To this remote hamlet, however, in course of time, other people began to come. They not only filled the hotel, which was easy, since Miss Arnott already had most of it, and would have had all, if the landlord, who was a character, had not insisted on keeping certain rooms for other guests; but they also overflowed into the neighbouring houses.

These newcomers filled Miss Arnott with dark suspicions. When indulging in her solitary expeditions one young man in particular, named Blenkinsop, developed an extraordinary knack of turning up when she least expected him.

"I believe I'm indebted to you for these people coming here."

This charge she levelled at Mrs Plummer, who was amazed.

"To me! Why, they're all complete strangers to me; I never saw one of them before, and haven't the faintest notion where they come from or who they are.

"All the same, I believe I am; to you or to Evans; probably to both."

"My dear, what do you mean? The things you say!"

"It's the things you say, that's what I mean. You and Evans have been talking to the people here; you have been telling them who I am, and a great many things you have no right to tell them.
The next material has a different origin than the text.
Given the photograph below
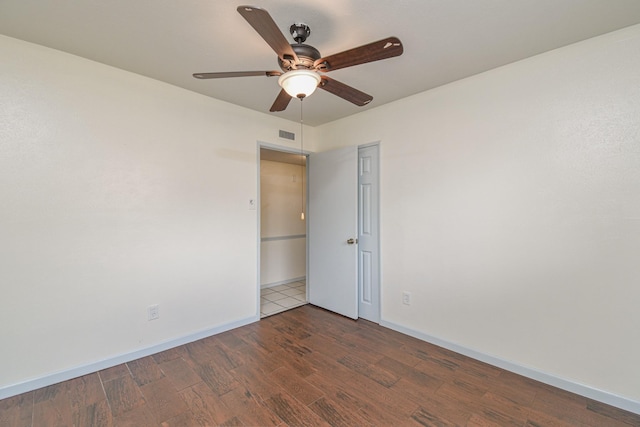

They've been telling people down in the valley, and the thing has spread; how the rich Arnott girl, who has so much money she herself doesn't know how much, is stopping up here all alone. I know. These creatures have come up in consequence. That man Blenkinsop as good as told me this afternoon that he only came because he heard that I was here."

"My dear, what can you expect? You can't hide your light under a bushel. You would have much more real solitude in a crowd than in a place like this."

"Should I? We shall see. If this sort of thing occurs again I shall send you and Evans home. I shall drop my own name, and take a pseudonym; and I shall go into lodgings, and live on fifty francs a week--then we'll see if I sha'n't be left alone."